Friday, January 8, 2010

#324: La Bête Humaine

(Jean Renoir, 1938)

Despite its very contemporary roots as a realist melodrama and the fact that it was based on a novel by Emile Zola nearly a century before, Le Bête Humaine is primarily interesting to me because it looks forward to the noir of the future. The lead actress is the classic femme fatale, leaving the viewer unsure of just where her allegiance lies, pushing the protagonist towards self-destruction or murder, whichever comes first, and often both.

This was quite the surprise for 30s Renoir. After having seen Bodu Saved From Drowning, The Grand Illusion, and my favorite, the masterpiece The Rules of the Game, I assumed the film would follow similar themes of class and human nature. There is a bit of that here, but more than that there is a sense of the struggle of life.

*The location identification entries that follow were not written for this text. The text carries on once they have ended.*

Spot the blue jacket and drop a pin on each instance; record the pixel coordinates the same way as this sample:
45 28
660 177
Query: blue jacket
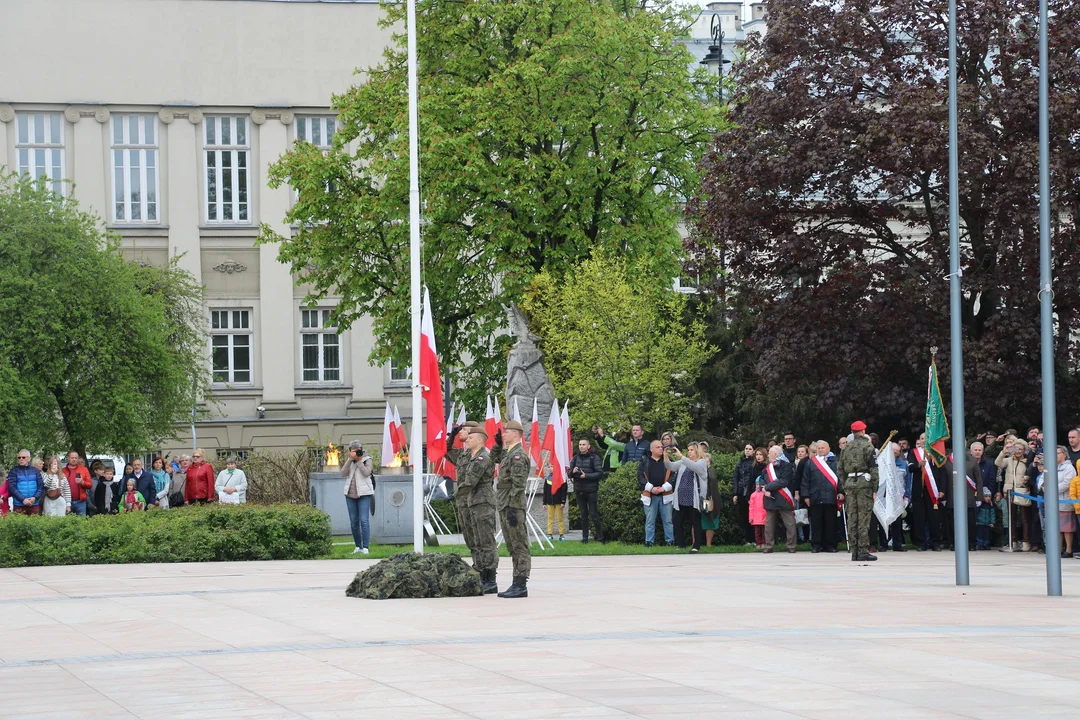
25 483
144 485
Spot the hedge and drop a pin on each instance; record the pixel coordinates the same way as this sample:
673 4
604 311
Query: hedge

The things I enjoyed in the film had less to do with the overall plot - which hinged upon a ridiculous notion that the protagonist had uncontrollable homicidal tendencies due to the alcoholism of his ancestors - and more to do with brief moments that were noir all the way. The best is undoubtedly the moment when Lantier goes to kill his lover's husband with a crowbar, shielded by shadows and trains, and he is unable to do it. The style and technique here would be repeated time and time again for the next fifty years. While this is by no means a classic film, it is these moments which continue to enhance Renoir's career in my eyes, as it quickly becomes apparent just why he is so well regarded.